- Initial Appointment: After incorporation, the first auditor must be appointed by the Board of Directors within 30 days. If the board fails to appoint, the members must do so within 90 days at an Extraordinary General Meeting (EGM).
- Term: Auditors typically hold office until the conclusion of the 6th AGM or for 5 years, with the possibility of reappointment for a further term of 1 year at each AGM.
- Consent: Before appointment, auditors must provide written consent and a Certificate confirming eligibility as per the Companies Act.
Rotation of Auditors:
- Limits: Individuals can’t serve as auditors for over 5 years, while audit firms are limited to two terms of 5 years each.

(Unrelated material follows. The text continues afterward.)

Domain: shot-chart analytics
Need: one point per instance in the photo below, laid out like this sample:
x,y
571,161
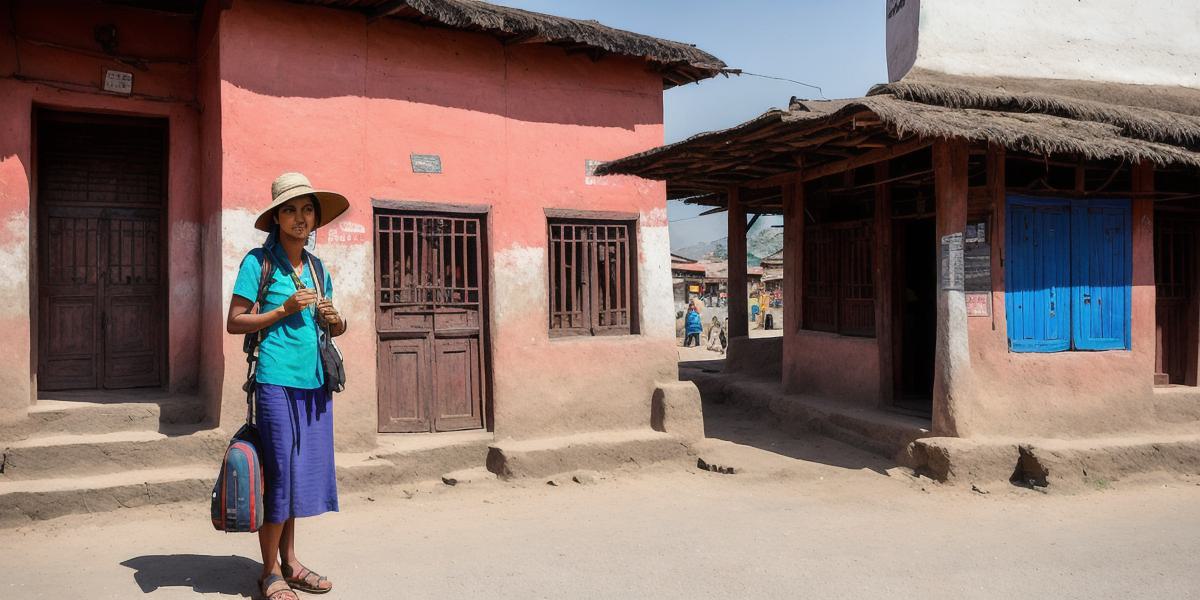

After a term, auditors are ineligible for reappointment for 5 years.
- Considerations: The period served prior to the Act’s commencement counts toward the tenure limit. Incoming auditors can’t be associated with outgoing auditors under the same network. A 5-year break fulfills the rotation requirement.
Casual Vacancy:
- Fill Within 30 Days: Any casual vacancy must be filled by the Board within 30 days. If due to resignation, an EGM must approve the appointment within 3 months.
Re-appointment of Retiring Auditor:
- Conditions: A retiring auditor can be re-appointed at an AGM if not disqualified, hasn’t expressed unwillingness, and no special resolution against re-appointment is passed.